Thursday, July 14, 2011

At Sandwich, A Big Event In A Small Place

   If you're wondering precisely where this Open Championship is being played, it's where one extremely narrow road feeds into another extremely narrow road on the edge of Sandwich, just a wind-blown tee shot from the tiny town of Deal.

   The course -- Royal St. George's -- sits alongside the English Channel but you can't see the water from the course because they were forced to build a seawall that blocks the view but, fortunately, keeps the highest tides from overrunning the place. The course is the middle of three lined up along the Channel with Royal Cinque Ports to the south and Princes to the north, each of them close enough to the other that Walter Hagen once played all three -- walking -- in the same day.

    Cinque Ports, I can say from experience, is a tremendous links that, with a couple hundred yards added to the front nine, could host an Open championship. It's that good.

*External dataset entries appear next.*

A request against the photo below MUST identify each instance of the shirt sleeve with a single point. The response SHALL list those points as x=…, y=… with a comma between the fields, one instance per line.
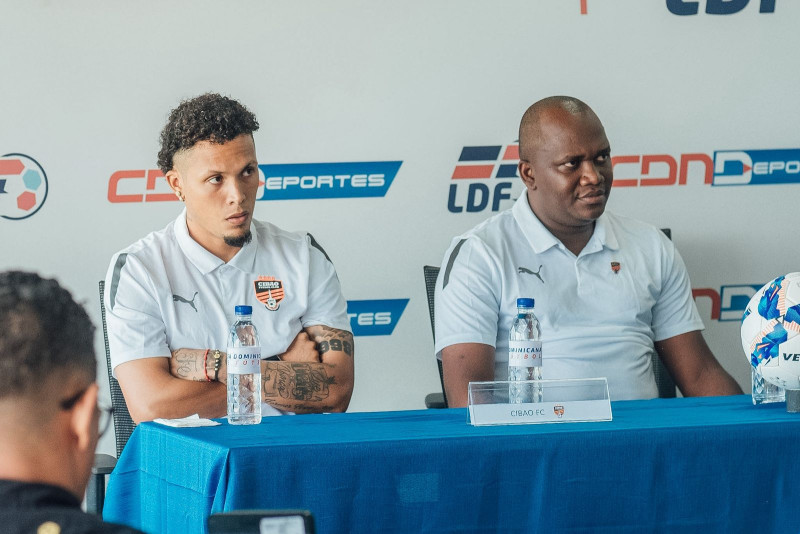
x=135, y=327
x=467, y=301
x=675, y=312
x=326, y=305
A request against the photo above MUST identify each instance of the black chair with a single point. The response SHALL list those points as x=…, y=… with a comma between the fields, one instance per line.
x=123, y=428
x=664, y=382
x=434, y=400
x=257, y=521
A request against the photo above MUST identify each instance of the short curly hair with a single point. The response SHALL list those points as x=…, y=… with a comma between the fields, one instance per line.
x=45, y=334
x=209, y=117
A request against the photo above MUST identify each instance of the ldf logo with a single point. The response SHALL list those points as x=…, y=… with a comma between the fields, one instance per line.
x=23, y=186
x=328, y=180
x=756, y=167
x=716, y=7
x=483, y=163
x=375, y=317
x=730, y=302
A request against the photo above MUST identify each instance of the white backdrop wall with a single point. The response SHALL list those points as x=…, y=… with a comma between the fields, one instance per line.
x=86, y=86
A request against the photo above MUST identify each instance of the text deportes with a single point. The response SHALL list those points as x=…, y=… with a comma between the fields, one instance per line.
x=331, y=181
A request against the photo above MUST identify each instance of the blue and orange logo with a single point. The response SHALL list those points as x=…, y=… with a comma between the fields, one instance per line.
x=470, y=191
x=285, y=181
x=23, y=186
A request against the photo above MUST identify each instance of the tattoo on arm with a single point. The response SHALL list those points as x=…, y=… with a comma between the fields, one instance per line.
x=296, y=381
x=328, y=338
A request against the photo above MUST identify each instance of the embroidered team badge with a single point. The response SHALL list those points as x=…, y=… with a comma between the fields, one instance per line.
x=269, y=291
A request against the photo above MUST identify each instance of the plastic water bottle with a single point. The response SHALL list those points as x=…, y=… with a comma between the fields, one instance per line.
x=525, y=354
x=244, y=370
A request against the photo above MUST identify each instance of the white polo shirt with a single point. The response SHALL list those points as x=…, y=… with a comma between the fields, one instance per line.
x=600, y=312
x=167, y=292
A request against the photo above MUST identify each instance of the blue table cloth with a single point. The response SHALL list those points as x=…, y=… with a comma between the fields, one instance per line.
x=663, y=465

   The Royal & Ancient, which determines where Open Championships are played, is reluctant to add to its nine-course rotation but there's a movement afoot to add Royal Portrush or Royal County Down in Northern Ireland. They are, by all accounts, two of the great tracks in the world but the R&A is concerned about access, pointing to a lack of roads around Portrush as a problem.

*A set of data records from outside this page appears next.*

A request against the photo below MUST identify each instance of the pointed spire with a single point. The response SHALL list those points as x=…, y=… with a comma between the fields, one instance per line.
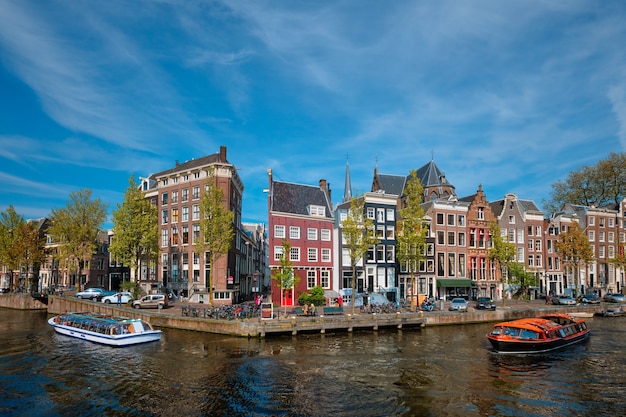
x=347, y=191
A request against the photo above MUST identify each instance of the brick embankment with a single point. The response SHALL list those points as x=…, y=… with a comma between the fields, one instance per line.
x=286, y=322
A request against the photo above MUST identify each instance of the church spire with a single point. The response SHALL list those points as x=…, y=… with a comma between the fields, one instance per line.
x=347, y=191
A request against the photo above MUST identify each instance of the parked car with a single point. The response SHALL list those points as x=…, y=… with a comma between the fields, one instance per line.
x=112, y=299
x=589, y=299
x=485, y=303
x=564, y=300
x=614, y=298
x=91, y=294
x=151, y=301
x=458, y=304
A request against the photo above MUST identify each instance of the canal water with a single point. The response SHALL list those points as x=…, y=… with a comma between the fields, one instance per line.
x=436, y=371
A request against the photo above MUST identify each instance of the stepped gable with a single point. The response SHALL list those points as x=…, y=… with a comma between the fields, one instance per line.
x=392, y=184
x=297, y=198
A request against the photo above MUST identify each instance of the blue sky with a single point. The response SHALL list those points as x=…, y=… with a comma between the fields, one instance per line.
x=512, y=95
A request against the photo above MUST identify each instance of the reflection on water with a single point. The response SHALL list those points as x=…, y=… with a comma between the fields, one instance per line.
x=433, y=372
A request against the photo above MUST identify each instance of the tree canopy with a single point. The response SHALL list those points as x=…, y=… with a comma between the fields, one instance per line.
x=575, y=251
x=358, y=234
x=599, y=184
x=411, y=239
x=75, y=228
x=135, y=230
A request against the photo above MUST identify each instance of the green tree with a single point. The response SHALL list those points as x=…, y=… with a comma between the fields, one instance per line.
x=358, y=234
x=216, y=227
x=21, y=247
x=284, y=275
x=135, y=230
x=75, y=228
x=599, y=184
x=411, y=239
x=501, y=251
x=575, y=251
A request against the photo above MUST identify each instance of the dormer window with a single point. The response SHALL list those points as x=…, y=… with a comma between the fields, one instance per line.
x=317, y=211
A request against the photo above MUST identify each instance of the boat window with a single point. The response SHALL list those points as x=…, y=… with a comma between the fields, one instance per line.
x=529, y=334
x=511, y=331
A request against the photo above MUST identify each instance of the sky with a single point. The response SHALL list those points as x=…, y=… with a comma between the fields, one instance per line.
x=511, y=95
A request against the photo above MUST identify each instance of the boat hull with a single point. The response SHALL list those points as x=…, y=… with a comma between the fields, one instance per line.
x=110, y=340
x=504, y=346
x=538, y=334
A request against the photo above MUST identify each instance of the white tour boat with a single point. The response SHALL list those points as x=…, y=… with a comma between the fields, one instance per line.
x=105, y=329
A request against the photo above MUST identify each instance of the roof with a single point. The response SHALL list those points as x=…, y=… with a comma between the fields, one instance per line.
x=392, y=184
x=192, y=164
x=297, y=198
x=430, y=175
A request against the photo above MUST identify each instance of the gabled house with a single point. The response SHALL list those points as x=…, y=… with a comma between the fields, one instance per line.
x=482, y=271
x=301, y=215
x=522, y=223
x=177, y=193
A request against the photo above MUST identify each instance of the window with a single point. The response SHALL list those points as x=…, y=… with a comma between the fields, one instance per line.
x=279, y=231
x=391, y=253
x=164, y=238
x=196, y=233
x=461, y=220
x=318, y=211
x=278, y=253
x=380, y=253
x=310, y=279
x=325, y=279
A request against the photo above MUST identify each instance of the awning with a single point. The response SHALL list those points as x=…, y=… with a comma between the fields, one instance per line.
x=454, y=283
x=331, y=294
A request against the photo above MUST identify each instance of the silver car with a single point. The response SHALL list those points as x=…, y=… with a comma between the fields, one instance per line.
x=615, y=298
x=458, y=304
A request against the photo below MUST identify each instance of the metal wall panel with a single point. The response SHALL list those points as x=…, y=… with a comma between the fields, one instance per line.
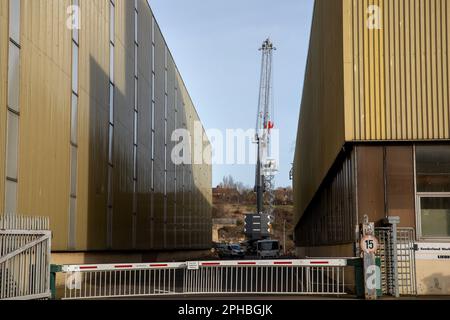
x=144, y=127
x=4, y=42
x=321, y=126
x=398, y=76
x=44, y=170
x=399, y=168
x=332, y=214
x=93, y=119
x=45, y=115
x=387, y=84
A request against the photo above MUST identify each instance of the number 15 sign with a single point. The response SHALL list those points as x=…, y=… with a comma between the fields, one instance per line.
x=369, y=244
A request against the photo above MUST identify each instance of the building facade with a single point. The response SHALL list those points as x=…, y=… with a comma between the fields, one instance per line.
x=374, y=129
x=89, y=98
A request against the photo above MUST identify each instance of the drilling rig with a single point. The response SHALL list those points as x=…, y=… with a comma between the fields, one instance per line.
x=258, y=225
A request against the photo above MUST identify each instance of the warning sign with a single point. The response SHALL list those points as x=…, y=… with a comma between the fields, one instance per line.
x=369, y=244
x=193, y=265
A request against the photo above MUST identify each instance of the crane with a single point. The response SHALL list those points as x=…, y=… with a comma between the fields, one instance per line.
x=258, y=224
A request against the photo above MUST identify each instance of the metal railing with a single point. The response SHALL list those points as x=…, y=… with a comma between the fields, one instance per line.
x=292, y=277
x=25, y=244
x=402, y=261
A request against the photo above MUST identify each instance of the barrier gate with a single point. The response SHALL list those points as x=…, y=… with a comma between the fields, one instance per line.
x=397, y=255
x=24, y=257
x=288, y=277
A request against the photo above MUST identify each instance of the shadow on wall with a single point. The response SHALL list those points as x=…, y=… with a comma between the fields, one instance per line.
x=435, y=284
x=178, y=229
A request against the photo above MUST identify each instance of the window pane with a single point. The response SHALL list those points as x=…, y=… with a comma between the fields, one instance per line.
x=135, y=162
x=13, y=77
x=111, y=104
x=72, y=217
x=110, y=190
x=74, y=68
x=111, y=23
x=10, y=197
x=135, y=25
x=74, y=120
x=433, y=168
x=135, y=94
x=435, y=217
x=12, y=145
x=73, y=171
x=153, y=87
x=135, y=128
x=110, y=144
x=111, y=63
x=14, y=20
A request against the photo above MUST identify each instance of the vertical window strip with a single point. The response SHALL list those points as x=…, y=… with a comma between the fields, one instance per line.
x=13, y=109
x=135, y=126
x=74, y=136
x=110, y=211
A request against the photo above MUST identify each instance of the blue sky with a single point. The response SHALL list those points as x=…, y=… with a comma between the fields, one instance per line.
x=215, y=46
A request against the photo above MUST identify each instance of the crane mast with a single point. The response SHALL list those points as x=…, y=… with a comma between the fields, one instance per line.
x=265, y=167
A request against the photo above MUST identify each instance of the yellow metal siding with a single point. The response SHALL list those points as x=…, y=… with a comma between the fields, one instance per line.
x=45, y=99
x=45, y=112
x=397, y=76
x=4, y=41
x=321, y=125
x=93, y=115
x=393, y=81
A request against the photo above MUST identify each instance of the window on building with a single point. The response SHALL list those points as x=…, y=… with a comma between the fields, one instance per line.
x=111, y=103
x=10, y=196
x=14, y=20
x=13, y=77
x=433, y=190
x=12, y=145
x=111, y=63
x=75, y=68
x=74, y=120
x=111, y=22
x=73, y=171
x=435, y=217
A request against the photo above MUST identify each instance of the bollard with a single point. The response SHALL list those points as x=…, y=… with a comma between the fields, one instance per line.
x=54, y=269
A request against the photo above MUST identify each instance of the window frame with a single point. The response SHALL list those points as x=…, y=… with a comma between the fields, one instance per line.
x=418, y=197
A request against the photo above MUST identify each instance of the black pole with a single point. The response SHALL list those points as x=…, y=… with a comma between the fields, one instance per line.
x=259, y=183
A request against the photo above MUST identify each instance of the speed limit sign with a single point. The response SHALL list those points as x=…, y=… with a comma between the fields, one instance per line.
x=369, y=244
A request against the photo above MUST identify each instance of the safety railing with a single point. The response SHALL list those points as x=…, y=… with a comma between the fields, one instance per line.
x=275, y=277
x=24, y=257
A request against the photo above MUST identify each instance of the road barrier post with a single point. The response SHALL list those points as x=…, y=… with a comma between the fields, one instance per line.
x=369, y=247
x=54, y=269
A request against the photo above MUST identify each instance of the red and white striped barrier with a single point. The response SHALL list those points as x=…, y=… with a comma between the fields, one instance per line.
x=184, y=265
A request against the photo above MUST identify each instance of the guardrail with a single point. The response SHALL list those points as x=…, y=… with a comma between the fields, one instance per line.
x=274, y=277
x=25, y=244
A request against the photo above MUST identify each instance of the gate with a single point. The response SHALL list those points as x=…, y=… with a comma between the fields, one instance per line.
x=274, y=277
x=24, y=257
x=398, y=264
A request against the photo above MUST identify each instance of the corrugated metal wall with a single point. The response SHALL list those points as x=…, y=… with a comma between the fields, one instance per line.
x=389, y=84
x=177, y=213
x=332, y=214
x=45, y=86
x=321, y=126
x=397, y=77
x=4, y=40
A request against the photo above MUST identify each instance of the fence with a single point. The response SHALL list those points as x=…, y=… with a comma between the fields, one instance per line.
x=397, y=260
x=24, y=257
x=293, y=277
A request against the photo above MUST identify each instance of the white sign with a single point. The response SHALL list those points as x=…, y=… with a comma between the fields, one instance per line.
x=369, y=244
x=193, y=265
x=433, y=251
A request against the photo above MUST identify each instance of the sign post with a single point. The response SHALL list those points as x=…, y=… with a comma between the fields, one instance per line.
x=369, y=246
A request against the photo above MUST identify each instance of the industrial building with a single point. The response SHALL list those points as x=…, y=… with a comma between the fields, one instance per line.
x=374, y=130
x=89, y=98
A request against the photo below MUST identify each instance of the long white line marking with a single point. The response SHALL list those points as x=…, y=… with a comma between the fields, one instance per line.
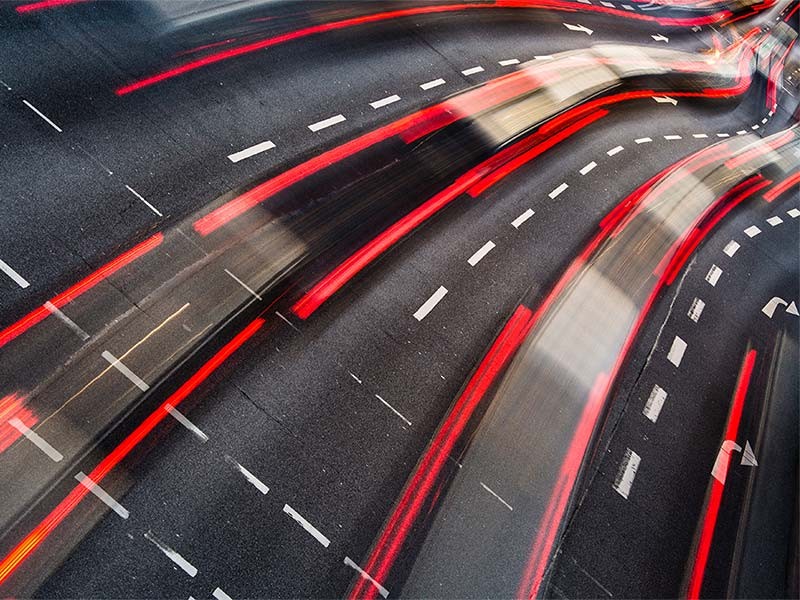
x=326, y=122
x=317, y=535
x=522, y=218
x=36, y=439
x=432, y=84
x=496, y=495
x=655, y=402
x=627, y=473
x=251, y=151
x=385, y=101
x=381, y=590
x=676, y=351
x=138, y=195
x=184, y=564
x=90, y=485
x=482, y=251
x=430, y=303
x=16, y=277
x=119, y=366
x=38, y=112
x=394, y=410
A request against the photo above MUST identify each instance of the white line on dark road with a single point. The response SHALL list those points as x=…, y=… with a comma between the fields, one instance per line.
x=184, y=564
x=316, y=534
x=482, y=251
x=326, y=122
x=16, y=277
x=119, y=366
x=430, y=303
x=36, y=440
x=38, y=112
x=90, y=485
x=381, y=590
x=251, y=151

   They obviously haven't driven the cart paths, I mean roads, around St. George's where two-way traffic is impossible for anything but bicycles. It's charming, weaving among the homes and shops that sit so close to the road that you could swipe a scone as you pass, but if they can hold an Open at St. George's, taking one to the edge of Belfast shouldn't be a problem.

   Among the things St. George's has that other sites don't is an abandoned power plant, currently being decsonstructed, with three enormous cooling towers looming in the distance like that hill in 'Close Encounters Of The Third Kind.' There's also a Pfizer pharmaceutical factory where they are thought to make popular blue pills just a mile from the course.

   It's where the old world and the new one meet.